What to Consider When It Comes to Carbohydrates for Dogs

You can approach your dog nutrition the way they would naturally eat, but today's domestic dogs have evolved from their carnivorous ancestors to become omnivores. As such, they can and should be fed with carbohydrates as well as proteins and fats. 

We’ve outlined some of the good and bad carbohydrates for your dog so make sure to read the ingredients on every dog food bag. Also, be sure to consider:

  • What age is your dog? Are they a puppy, adult, or senior dog?
  • Does your dog have any medical conditions that may affect the type of food they require?
  • What is the gender of your dog?
  • Is your dog spayed or neutered? 
  • How active is your pooch? An athletic dog will need a different diet than one that doesn’t get much exercise. 

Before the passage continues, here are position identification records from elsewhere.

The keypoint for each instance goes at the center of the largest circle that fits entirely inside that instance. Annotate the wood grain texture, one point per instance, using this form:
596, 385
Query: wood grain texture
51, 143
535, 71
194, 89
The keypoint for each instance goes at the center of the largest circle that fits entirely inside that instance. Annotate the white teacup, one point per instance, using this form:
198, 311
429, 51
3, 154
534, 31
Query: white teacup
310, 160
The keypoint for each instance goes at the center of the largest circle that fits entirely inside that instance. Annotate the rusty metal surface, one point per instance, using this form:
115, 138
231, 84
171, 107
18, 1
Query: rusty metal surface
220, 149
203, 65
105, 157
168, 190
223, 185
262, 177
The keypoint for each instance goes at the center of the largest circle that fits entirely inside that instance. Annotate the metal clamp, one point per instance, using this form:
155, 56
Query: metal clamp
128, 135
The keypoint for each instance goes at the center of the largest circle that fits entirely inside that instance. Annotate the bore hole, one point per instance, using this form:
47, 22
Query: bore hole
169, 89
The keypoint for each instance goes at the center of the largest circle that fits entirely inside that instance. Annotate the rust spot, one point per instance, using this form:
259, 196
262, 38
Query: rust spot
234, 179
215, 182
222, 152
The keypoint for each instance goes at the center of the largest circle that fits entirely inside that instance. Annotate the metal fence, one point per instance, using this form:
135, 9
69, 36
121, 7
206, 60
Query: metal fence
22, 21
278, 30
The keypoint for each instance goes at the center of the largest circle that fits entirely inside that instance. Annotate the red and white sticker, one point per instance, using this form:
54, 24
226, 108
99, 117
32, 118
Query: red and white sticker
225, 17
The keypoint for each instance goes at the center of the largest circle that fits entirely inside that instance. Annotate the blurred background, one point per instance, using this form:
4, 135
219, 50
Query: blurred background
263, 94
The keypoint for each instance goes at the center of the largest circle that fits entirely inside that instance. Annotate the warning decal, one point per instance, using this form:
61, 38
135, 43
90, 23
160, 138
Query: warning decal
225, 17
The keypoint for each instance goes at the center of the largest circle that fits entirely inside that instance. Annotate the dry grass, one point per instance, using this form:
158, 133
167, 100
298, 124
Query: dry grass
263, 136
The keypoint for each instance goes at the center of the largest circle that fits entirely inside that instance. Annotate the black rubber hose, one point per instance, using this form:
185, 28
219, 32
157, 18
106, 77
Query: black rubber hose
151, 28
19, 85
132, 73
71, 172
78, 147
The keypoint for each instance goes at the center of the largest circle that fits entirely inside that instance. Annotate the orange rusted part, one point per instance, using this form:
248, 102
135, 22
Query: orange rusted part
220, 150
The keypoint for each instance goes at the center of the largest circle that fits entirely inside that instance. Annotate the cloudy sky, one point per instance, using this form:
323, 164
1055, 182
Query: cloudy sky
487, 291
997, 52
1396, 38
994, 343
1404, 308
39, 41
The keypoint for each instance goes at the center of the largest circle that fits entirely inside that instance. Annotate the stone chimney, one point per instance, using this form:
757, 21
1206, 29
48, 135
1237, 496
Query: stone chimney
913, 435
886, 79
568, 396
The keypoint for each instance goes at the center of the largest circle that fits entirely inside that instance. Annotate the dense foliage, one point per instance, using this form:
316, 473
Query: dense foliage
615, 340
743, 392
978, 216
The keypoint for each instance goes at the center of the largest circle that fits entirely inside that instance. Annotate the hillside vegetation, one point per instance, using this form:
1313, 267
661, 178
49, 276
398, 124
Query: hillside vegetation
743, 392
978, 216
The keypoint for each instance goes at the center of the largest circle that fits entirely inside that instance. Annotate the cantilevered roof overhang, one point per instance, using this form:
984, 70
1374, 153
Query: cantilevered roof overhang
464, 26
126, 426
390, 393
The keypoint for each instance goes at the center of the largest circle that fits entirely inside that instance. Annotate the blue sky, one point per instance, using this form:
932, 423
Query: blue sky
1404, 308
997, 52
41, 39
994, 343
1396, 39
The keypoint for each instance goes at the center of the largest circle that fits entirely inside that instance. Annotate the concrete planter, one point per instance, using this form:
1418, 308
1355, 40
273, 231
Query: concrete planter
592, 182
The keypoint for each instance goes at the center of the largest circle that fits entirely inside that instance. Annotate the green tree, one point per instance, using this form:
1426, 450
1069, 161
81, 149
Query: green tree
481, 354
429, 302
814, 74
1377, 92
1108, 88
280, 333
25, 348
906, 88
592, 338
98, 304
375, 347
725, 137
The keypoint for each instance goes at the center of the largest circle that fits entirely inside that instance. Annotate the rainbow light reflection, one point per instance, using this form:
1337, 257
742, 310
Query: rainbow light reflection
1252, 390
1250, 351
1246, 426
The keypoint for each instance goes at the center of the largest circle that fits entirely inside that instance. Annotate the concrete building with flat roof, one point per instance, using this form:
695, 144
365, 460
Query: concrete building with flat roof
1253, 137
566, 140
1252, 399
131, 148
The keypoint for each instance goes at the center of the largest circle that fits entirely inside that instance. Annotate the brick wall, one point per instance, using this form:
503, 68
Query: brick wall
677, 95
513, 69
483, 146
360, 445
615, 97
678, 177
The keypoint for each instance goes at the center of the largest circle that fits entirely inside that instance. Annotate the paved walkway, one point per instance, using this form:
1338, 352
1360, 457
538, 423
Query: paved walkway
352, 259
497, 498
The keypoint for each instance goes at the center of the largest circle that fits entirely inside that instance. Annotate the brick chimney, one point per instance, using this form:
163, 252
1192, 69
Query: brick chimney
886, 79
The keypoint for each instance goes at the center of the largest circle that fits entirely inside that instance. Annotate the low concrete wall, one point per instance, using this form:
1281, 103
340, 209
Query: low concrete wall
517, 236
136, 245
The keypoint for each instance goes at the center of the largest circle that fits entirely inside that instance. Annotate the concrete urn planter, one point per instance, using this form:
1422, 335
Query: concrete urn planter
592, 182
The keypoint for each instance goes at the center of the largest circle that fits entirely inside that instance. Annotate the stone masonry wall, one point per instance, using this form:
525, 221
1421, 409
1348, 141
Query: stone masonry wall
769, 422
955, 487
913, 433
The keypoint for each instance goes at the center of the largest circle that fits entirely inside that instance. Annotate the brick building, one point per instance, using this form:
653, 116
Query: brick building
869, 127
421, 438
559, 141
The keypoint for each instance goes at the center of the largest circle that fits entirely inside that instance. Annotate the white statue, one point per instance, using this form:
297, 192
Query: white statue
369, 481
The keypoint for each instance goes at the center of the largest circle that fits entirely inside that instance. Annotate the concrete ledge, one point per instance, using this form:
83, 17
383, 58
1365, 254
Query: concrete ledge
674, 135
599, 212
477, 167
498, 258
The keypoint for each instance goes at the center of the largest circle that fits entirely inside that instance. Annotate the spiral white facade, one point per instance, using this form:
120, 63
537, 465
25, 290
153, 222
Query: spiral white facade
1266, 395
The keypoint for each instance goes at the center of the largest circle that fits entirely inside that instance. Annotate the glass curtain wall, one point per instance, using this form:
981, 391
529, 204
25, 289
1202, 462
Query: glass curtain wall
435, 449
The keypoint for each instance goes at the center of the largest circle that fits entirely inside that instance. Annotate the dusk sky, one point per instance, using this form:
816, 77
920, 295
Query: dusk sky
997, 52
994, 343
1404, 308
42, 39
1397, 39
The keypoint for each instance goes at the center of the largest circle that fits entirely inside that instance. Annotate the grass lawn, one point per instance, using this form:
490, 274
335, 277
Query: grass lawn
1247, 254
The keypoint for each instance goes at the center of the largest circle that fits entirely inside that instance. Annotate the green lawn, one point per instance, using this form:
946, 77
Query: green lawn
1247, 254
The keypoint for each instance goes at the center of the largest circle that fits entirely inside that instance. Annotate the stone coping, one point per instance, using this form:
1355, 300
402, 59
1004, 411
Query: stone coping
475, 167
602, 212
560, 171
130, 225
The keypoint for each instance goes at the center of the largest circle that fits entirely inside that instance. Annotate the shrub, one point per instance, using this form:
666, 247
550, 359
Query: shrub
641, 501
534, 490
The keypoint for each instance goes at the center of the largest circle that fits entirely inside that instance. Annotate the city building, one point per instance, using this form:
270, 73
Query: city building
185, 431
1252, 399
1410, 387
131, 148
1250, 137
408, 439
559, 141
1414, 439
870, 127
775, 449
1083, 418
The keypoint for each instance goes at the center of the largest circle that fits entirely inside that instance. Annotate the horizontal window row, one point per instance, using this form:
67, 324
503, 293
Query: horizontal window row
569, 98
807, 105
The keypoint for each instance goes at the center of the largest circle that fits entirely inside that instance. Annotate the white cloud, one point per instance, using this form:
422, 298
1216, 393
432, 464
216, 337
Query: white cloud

What About a Grain-Free Diet for My Dog?

Grain-free diets have become more popular among dog owners. Some veterinarians have recommended these diets due to dogs showing sensitivity to gluten. 

But is a grain-free diet better for dogs?

The FDA Investigated Grain-Free Dog Food

Well, in 2018, the FDA investigated potential links between canine heart disease and diet — specifically grain-free dog food diets. The foods of concern were those containing legumes such as peas or lentils, other legume seeds, or potatoes listed as primary ingredients. 

They examined labels of dog food products reported in the cases to determine whether the foods were “grain-free” (no corn, soy, wheat, rice, barley, or other grains) and whether the foods had peas, lentils, chickpeas, beans, or potatoes (including sweet potatoes). 

Their report states that more than 90% of foods reported in these cases were grain-free, 93% of reported foods contained peas and/or lentils, and 42% contained potatoes/sweet potatoes.

Boutique companies, foods with exotic ingredients, and grain-free diets could be linked because of the replacements used for grains, said Lisa M. Freeman, DVM, Ph.D., DACVN in the Dec. 1, 2019 version of the Journal of the American Veterinary Medical Association.

“The apparent link between BEG diets (boutique companies, exotic ingredients, or grain-free diets) and DCM may be due to ingredients used to replace grains in grain-free diets, such as lentils or chickpeas, but also may be due to other common ingredients commonly found in BEG diets, such as exotic meats, vegetables, and fruits.” - Lisa M. Freeman, DVM, Ph.D., DACVN

Freeman emphasizes that although there appears to be an association between canine heart disease and BEG diets, the relationship has not yet been proven but precaution is still encouraged.

Feed Your Dog A Complete and Balanced Diet

We all want to approach our dogs' nutrition the way they would naturally eat, but today's dogs have come a long way from their carnivorous ancestors. 

Domestic dogs are omnivores and they can and should be fed proteins and fats as well as healthy carbohydrates. 

We encourage you to speak to your veterinarian to weigh the pros and cons of certain diets or foods for your dog so they can be and stay happy and healthy.